The financial impact of such awards would be devastating to the amici
organizations filing this brief. Those organizations cannot even afford
to pay their own counsel in citizen suits at standard rates. Instead, they
must rely on their own salaried in-house attorneys, if any, to litigate
citizen suits, or turn to outside public interest law firms, such as EarthJustice
Legal Defense Fund (formerly Sierra Club Legal Defense Fund), the National
Environmental Law Center, and Trial Lawyers for Public Justice. The in-house
attorneys at these organizations "typically are compensated at rates
far below those prevailing in the marketplace." Copeland v. Marshall,
641 F.2d 880, 898 (D.C. Cir. 1980).

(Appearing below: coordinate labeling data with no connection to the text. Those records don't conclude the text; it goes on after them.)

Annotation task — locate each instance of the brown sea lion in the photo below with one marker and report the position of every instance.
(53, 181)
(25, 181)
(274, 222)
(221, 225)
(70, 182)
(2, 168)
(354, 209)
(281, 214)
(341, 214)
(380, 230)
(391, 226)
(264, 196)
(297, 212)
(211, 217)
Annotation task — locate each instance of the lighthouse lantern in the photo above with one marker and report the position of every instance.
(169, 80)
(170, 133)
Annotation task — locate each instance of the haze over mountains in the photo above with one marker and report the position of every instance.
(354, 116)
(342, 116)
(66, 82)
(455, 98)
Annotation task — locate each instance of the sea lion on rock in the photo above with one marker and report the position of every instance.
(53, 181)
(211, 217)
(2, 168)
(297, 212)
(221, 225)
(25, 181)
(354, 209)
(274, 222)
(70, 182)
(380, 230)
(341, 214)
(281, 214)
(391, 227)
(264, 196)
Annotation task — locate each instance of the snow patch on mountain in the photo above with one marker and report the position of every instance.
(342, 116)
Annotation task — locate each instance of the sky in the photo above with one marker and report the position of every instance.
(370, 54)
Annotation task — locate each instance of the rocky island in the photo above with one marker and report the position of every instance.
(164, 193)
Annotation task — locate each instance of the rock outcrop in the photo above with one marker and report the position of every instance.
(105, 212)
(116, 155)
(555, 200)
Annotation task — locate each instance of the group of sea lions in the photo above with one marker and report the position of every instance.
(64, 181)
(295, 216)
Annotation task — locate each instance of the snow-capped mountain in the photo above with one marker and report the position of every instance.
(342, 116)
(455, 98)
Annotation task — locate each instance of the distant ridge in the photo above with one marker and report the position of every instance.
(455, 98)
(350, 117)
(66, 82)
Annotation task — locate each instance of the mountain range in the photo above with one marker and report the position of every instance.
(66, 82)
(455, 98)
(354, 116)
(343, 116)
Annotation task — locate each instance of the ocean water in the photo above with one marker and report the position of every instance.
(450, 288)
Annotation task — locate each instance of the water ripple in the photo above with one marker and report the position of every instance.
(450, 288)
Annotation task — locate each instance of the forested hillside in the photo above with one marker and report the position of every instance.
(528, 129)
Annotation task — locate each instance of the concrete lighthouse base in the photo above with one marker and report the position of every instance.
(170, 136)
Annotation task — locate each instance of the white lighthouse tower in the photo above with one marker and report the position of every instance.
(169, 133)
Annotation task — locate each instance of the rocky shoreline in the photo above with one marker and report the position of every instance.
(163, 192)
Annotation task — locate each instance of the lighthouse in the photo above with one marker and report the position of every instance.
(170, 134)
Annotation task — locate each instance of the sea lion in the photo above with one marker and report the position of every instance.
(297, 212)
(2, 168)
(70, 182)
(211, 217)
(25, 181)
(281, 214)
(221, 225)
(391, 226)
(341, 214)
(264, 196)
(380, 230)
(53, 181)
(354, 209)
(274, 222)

In addition, amici typically
do not pay fees to outside counsel to litigate citizen suits. Those counsel
instead agree to work on a contingent basis with the expectation of a statutory
fee award if they are successful. Amici can only litigate citizen
suits if they maintain these limitations on their financial exposure. The
additional threat of paying commercial rates of prevailing defendants whenever
they lost a citizen suit would simply make it impossible to bring one. No
rational public interest group would take such risks. Even if a group could
survive such an award, it would divert resources from more productive activities,
scare away members, and force the group to curtail its advocacy and refrain
from filing cutting-edge, novel, or difficult cases for fear of liability
for large fee awards to defendants.
In order to avoid this chilling impact on public interest litigation,
this Court should find that the "frivolous or harassing" standard
is necessary to avoid undue interference with the constitutionally protected
right to bring citizen suits to enforce federal environmental laws. Otherwise,
the fee-shifting power could be used as a retaliatory weapon by successful
defendants to prevent, challenge and punish citizen participation and activism.
Conclusion
For these reasons, PL's motion for fees and costs should be denied.
Respectfully submitted,
JAMES M. HECKER
Trial Lawyers for Public Justice
1717 Massachusetts Avenue, N.W.
Suite 800
Washington, D.C. 20036
(202) 797-8600
KELLY L. DRUM #172767
1168 Dolores Street
San Francisco, CA 94110
(415) 826-9218
Counsel for Amici Curiae Sierra Club, et al.